Interestingly, the lower deficit for 2012-13 is not due to higher revenue, but due to reduction in expenditure, more precisely Plan expenditure.
The Budget documents showed that the Finance Ministry managed to lower the Plan expenditure by over Rs 91,000 crore in the current fiscal. However, an increase in subsidies along with other non-Plan expenditure restricted the overall expenditure at a little over Rs 60,000 crore.
Analysts believed that cut in the expenditure is mainly because of the lower spending by various ministries. That resulted in lower provision than the revised estimate for expenditure in the next fiscal that is 2013-14.
On the revenue front, apart from the assumption of tax buoyancy in case growth picks up, hopes are pinned on spectrum auction and proceeds from disinvestment and sale of residual stake in erstwhile PSUs. The Finance Ministry has targeted to earn Rs 40,000 crore from disinvestment and Rs 14,000 crore from selling its residual stakes.
According to the Fiscal Policy Strategy Statement, “The reform process undertaken in the current year forms the basis of fiscal policy of the Government during 2013-14. Proactive policy decisions, contained Government spending to provide space for private investment, along with reforms to attract capital inflows are expected to be key drivers of growth revival during 2013-14.”

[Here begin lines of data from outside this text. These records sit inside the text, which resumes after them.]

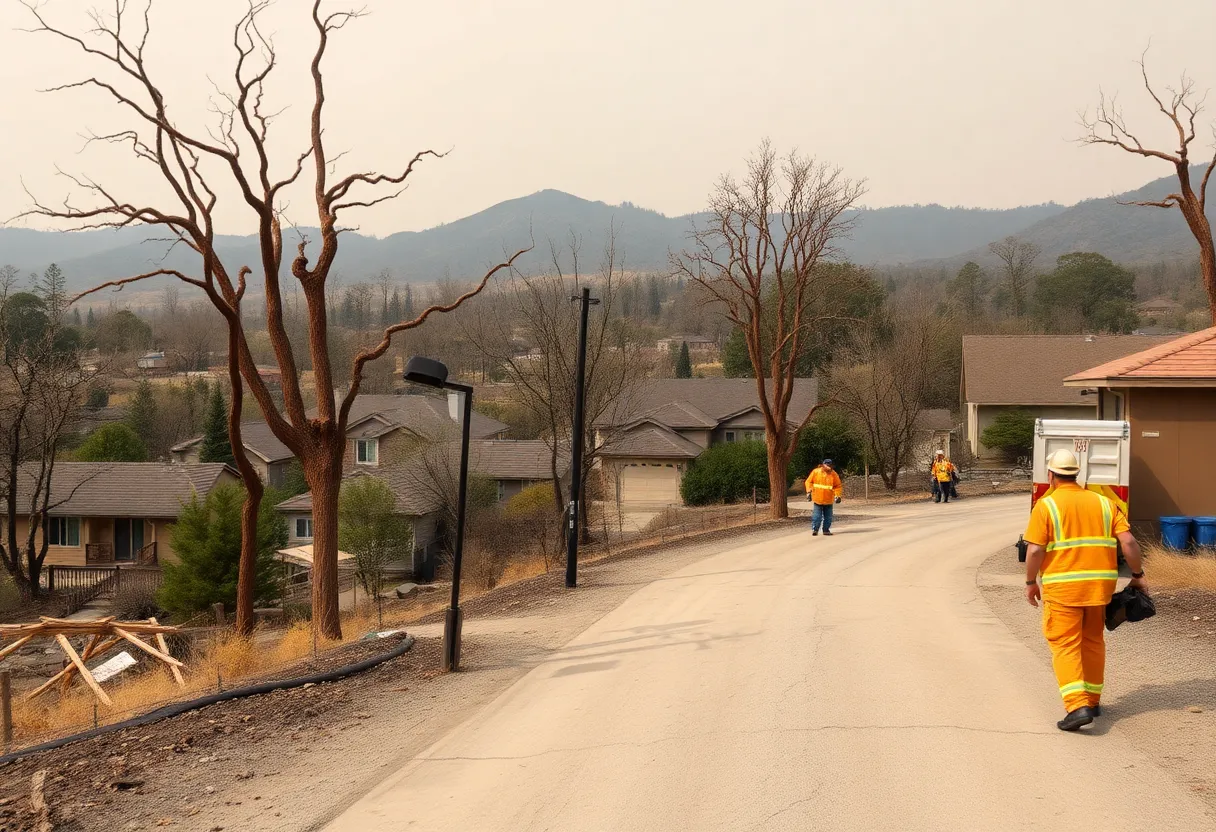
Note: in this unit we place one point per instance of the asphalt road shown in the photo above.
(848, 682)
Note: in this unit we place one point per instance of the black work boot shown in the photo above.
(1076, 719)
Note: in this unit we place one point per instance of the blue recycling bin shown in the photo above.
(1205, 530)
(1176, 533)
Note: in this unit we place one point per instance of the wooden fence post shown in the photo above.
(6, 707)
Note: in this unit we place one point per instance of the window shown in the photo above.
(366, 451)
(303, 528)
(63, 530)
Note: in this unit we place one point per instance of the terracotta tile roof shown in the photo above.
(698, 400)
(1189, 358)
(124, 489)
(1030, 370)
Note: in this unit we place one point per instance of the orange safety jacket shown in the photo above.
(941, 471)
(1077, 527)
(823, 485)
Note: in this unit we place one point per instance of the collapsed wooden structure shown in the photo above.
(103, 634)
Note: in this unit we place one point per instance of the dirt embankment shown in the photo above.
(292, 759)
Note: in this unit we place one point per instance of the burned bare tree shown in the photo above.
(1017, 270)
(1181, 107)
(759, 254)
(236, 152)
(43, 386)
(883, 377)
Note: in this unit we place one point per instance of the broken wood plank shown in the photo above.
(71, 669)
(84, 672)
(164, 647)
(15, 646)
(148, 648)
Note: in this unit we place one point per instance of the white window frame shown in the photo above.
(369, 449)
(58, 529)
(309, 528)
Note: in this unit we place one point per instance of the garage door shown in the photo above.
(654, 483)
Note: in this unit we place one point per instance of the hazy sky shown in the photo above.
(967, 102)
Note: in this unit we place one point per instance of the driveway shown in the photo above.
(848, 682)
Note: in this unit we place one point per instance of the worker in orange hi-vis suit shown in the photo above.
(823, 489)
(1073, 566)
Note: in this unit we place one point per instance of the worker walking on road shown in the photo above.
(1073, 566)
(943, 472)
(823, 489)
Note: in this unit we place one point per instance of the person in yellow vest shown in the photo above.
(823, 489)
(943, 471)
(1071, 567)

Accordingly, having made the base corrections on the expenditure front, fiscal policy of the Government in 2013-14 is aimed at continuing with the trend by providing for an “affordable and realistic” growth of 6.6 per cent for Plan expenditure.
“At the same time, revenues are targeted to grow at an improved 10.9 per cent, through additional resource mobilisation as well as bringing out improvements in overall tax administration, there by bringing down the fiscal deficit to the projected levels of 4.8 per cent,” the statement said.
Talking about tax GDP ratio, the statement said that with moderation of growth rate in 2012-13, the tax-GDP ratio has been revised to 10.4 per cent.
“Continuing on the path of fiscal consolidation with a view to narrowing the gap in Government spending and resources, the tax-GDP ratio has been targeted at 10.9 per cent in the BE 2013-14 with a growth rate of 19.1 per cent,” the statement said while adding that this includes additional resource mobilization, while maintaining pro-growth stance.